日本株への資金流入は14年3月まで継続?

12月19日、米金融政策をめぐる当面の不透明感が払しょくされ、日本株の上昇基調が鮮明になってきた。都内で撮影(2013年 ロイター/Yuya Shino)

[東京 19日 ロイター] -米金融政策をめぐる当面の不透明感が払しょくされ、日本株の上昇基調が鮮明になってきた。市場は米連邦公開市場委員会(FOMC)の声明文から低金利環境継続を読み取り、リスク選好の姿勢を強めている。米金融当局が次のアクションを示すのは来年3月以降との見方が多く、しばらくは投機筋が動きやすい状況だ。

19日の東京株式市場で日経平均は大幅続伸。上げ幅は一時300円を超え、取引時間中で5月23日以来、約7カ月ぶりの高値水準となった。FOMCが小幅の量的緩和縮小を決定したが「予想外の形でフォワードガイダンスが示され、金融市場はむしろハト派のバイアスがかかっているように受け止めた」(第一生命経済研究所・副主任エコノミスト、藤代宏一氏)という。

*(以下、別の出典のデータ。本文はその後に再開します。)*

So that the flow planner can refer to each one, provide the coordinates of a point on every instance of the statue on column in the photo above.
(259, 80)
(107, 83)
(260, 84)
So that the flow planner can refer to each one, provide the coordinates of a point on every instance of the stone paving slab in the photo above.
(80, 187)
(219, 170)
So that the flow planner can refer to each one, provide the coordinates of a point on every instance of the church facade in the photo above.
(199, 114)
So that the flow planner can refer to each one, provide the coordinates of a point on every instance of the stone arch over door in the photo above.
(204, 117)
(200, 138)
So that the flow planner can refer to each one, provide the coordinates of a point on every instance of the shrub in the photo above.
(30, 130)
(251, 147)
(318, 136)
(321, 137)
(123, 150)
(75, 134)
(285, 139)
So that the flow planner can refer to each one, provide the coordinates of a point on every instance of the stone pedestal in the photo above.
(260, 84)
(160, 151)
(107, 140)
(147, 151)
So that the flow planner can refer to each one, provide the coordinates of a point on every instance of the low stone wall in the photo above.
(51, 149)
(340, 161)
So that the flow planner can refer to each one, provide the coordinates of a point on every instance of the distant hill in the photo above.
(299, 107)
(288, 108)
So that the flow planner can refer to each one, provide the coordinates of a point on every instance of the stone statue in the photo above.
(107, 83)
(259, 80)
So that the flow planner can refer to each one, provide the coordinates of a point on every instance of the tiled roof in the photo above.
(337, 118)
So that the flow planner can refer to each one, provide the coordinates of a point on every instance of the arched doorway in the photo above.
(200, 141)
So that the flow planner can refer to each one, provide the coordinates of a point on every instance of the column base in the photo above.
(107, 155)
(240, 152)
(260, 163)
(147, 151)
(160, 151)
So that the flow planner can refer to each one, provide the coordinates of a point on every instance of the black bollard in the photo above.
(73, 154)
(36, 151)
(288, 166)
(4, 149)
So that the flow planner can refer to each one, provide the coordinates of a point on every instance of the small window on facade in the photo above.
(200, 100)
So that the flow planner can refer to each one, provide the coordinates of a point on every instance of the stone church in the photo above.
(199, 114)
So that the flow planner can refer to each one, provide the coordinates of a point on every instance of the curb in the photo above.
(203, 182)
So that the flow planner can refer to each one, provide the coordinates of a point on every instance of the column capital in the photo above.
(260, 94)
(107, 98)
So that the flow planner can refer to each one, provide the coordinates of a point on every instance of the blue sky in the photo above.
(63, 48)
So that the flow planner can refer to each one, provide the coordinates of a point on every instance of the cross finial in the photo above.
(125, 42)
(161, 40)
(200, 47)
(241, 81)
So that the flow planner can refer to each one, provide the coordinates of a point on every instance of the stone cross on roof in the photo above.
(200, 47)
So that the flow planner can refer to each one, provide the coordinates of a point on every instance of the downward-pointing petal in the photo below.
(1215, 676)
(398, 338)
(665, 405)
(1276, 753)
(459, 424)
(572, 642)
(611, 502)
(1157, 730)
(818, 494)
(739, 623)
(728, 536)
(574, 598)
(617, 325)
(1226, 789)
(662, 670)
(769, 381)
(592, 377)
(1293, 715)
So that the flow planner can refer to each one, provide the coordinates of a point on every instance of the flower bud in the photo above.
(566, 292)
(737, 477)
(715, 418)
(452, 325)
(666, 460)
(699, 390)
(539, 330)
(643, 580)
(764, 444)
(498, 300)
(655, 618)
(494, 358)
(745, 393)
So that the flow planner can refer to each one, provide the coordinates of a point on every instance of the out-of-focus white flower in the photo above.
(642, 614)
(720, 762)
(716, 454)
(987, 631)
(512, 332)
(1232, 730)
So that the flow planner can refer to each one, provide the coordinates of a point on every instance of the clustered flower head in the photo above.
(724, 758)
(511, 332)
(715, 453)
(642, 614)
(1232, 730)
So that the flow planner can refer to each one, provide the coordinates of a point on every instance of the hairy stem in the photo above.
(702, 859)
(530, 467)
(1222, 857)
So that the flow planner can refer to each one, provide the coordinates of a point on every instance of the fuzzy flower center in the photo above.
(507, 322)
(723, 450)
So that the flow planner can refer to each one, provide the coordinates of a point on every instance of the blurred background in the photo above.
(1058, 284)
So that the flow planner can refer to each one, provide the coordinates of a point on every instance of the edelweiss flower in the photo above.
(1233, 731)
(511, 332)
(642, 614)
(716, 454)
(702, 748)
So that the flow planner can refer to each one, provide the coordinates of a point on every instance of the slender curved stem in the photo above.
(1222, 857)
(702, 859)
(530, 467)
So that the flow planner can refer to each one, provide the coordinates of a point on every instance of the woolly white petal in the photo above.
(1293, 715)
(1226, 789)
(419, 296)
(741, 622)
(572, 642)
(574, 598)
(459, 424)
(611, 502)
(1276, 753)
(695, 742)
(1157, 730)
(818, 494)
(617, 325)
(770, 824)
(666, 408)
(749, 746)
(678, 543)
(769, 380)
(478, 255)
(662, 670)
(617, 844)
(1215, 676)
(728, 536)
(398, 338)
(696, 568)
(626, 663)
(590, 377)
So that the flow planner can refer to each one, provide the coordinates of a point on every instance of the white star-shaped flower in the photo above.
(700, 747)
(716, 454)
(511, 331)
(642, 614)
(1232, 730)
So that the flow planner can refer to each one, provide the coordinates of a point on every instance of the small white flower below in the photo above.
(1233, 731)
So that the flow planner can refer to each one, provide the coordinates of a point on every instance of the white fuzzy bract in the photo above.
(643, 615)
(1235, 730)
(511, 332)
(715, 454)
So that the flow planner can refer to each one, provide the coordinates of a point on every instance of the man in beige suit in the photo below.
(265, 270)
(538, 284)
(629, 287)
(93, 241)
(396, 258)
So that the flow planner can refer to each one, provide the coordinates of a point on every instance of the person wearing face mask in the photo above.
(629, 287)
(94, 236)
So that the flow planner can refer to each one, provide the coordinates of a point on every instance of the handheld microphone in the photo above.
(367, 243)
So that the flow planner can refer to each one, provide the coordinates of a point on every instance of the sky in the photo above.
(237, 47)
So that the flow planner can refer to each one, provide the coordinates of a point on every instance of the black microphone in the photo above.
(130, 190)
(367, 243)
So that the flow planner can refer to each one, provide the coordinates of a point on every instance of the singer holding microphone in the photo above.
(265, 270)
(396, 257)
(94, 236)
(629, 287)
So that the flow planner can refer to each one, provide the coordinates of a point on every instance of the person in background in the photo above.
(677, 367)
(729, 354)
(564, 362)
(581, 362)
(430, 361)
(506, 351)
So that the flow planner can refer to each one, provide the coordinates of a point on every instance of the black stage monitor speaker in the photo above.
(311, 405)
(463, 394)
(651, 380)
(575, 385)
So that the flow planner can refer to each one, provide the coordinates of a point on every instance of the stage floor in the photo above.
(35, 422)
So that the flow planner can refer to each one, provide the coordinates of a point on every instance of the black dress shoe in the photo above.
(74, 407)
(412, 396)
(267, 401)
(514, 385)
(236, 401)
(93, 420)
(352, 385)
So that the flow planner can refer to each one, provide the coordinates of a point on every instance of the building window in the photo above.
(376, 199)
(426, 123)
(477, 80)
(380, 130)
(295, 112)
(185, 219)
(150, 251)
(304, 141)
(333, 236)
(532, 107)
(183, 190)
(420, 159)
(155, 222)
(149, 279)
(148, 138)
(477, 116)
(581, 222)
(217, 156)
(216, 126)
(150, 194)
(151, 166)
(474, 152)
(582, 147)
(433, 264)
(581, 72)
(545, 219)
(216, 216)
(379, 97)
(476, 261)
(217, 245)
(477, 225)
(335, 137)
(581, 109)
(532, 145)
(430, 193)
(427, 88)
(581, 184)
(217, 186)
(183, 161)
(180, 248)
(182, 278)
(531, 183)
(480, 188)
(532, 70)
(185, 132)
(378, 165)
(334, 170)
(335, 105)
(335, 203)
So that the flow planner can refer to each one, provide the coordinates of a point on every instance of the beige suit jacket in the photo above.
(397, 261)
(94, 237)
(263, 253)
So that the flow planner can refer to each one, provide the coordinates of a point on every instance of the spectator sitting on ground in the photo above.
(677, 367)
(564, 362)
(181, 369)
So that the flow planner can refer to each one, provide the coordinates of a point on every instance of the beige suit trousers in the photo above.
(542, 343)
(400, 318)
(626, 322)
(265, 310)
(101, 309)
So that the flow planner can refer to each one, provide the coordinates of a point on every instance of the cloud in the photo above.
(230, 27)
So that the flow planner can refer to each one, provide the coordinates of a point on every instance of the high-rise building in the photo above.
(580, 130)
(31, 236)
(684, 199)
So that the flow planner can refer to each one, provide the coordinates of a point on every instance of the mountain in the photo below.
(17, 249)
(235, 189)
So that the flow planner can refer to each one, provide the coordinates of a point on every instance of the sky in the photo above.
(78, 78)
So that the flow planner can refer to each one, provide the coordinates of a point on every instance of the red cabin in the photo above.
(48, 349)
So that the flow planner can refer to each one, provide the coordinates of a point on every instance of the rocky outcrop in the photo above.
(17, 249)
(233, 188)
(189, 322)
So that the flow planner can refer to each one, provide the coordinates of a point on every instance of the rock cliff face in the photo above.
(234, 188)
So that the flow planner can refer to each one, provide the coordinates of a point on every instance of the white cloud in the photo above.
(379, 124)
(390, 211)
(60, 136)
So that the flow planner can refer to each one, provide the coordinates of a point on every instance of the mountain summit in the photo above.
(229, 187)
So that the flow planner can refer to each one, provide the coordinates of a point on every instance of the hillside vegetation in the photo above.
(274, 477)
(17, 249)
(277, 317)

前日の米国株は大幅高、為替もドル高/円安に振れるなどリスク選好の動きとなり、その流れを東京市場でも引き継いだ。

これまで米連邦準備理事会(FRB)は、実質的なゼロ金利政策継続の条件として失業率6.5%を掲げてきたが、今回のフォワードガイダンスでは、失業率が6.5%を下回ってからも、かなりの期間にわたってゼロ金利政策が続く可能性を強調した。FRBが米金利上昇を抑え込む姿勢を示す一方、強すぎるフォワードガイダンスでドル高を妨げることもなく「日本株にとってはベストの結果」(大手証券)とみられている。

素直に反応したのは金利に敏感なヘッジファンドなど投機筋だった。朝方から先物買いを強め、日経平均を押し上げた。銀行系証券の売買担当者によると「ヘッジファンドの間では、来年3月まで手放しで動けるというムードが広がりつつある」という。

今回の金融緩和縮小の枠組みでは、毎月どの程度の買い入れ削減があるかは表明されていないものの、1月に取りあえず100億ドルの買い入れ額削減があり、その次のFOMCがある3月に次の削減があるとすれば、それまではFRBのアクションはない、との読みが市場に広がったようだ。